Caroline tut es immer mehr leid, dass sie Margot den Jockel zum 12. Geburtstag geschenkt hat. Sie hat die kleine Holzpuppe selber geschnitzt, die sogar ihre Gliedmaße bewegen kann und ihm die Sachen, die er trägt, geschneidert und gehäkelt: ein spitzes hellblaues Mützchen aus Baumwolle, kariertes Hemd und Sepplhose, weiße Baumwollstrümpfe mit roter Bordüre und braune Schühchen aus einem Stück Leder. Er sieht aus wie ein kleiner lustiger Junge. Und so hat Margot ihn ins Herz geschlossen, und jetzt heißt es: Jockel hier und Jockel da. Jockel sitzt mit am Tisch, Jockel auf Margots Schoß, Jockel in der Schultasche, Jockel im Kino. Margot hat keine Augen mehr für ihre allerbeste Freundin.

Caroline fühlt einen brennenden Schmerz und schließlich einen törichten, abgrundtiefen Hass auf die kleine Holzpuppe.

Eines Tages jedoch, als Margot von ihrer Mutter mit einer Stimme, die keinen Widerspruch duldet, in die Küche gerufen wird, ist sie mit Jockel ganz allein in der Wohnstube. Der sitzt ihr gegenüber auf dem Sofa, sorgfältig an ein Kissen gebettet, Caroline am Wohnzimmertisch ihm Aug in Aug gegenüber. Caroline blickt Jockel unentwegt an. Es scheint, als bewege er seine Lider, was doch ganz unmöglich ist. Es scheint ihr, als blicke er sie aus den aufgemalten hellblauen Augen höhnisch an. Caroline kocht vor Wut. Sie beugt sich über den Stubentisch, um ihm direkt in das alberne hölzerne Gesicht zu starren.

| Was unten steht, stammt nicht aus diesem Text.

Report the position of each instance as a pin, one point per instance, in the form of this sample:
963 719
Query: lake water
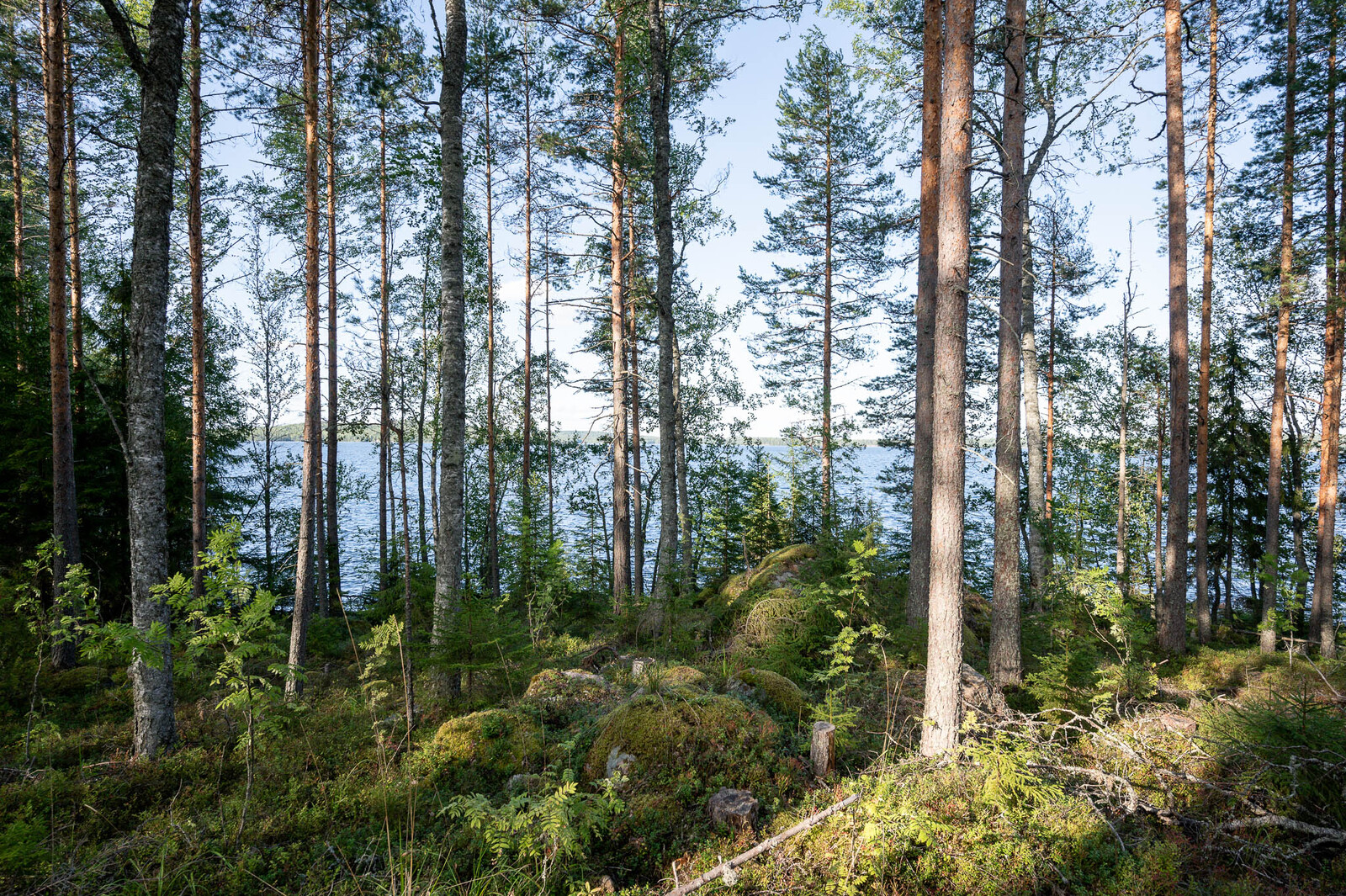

Ich kann doch nichts dafür

Nun gerät die brennende gelbe Kerze, die im Kerzenhalter aus Murano-Glas auf der bestickten kostbaren Brokattischdecke steht, ins Wanken. Vor Schreck erstarrt sieht Caroline zu, wie sie einen kleinen Bogen zu beschreiben scheint, um eigens auf Jockel zu landen, der unverzüglich Feuer fängt. Caroline glaubt an eine Fügung des Schicksals!

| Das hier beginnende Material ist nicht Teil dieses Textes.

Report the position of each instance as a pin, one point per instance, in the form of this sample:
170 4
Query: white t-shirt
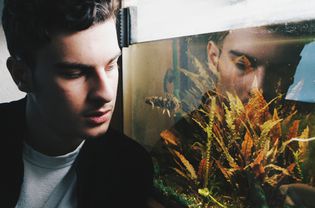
49 182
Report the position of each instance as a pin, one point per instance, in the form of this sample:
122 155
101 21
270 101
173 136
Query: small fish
168 103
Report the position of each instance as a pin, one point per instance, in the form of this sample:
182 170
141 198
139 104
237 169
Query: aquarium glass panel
228 116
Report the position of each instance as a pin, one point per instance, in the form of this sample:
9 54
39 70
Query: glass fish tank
228 117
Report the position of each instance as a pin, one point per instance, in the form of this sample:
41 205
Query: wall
8 90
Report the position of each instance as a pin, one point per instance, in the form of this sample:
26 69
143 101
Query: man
57 147
261 57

Plötzlich greift das Feuer um sich, die Tischdecke brennt und aus den Sofakissen züngeln die Flammen. Caroline stürzt aus dem Haus und rennt so schnell sie ihre Beine tragen durch den Garten auf die Straße, immer weiter die Landstraße hinauf. Außer Atem kommt sie auf einer kleinen Anhöhe zum Stehen. Erst hier dreht sie sich ganz langsam und zögernd um: Das Haus brennt lichterloh.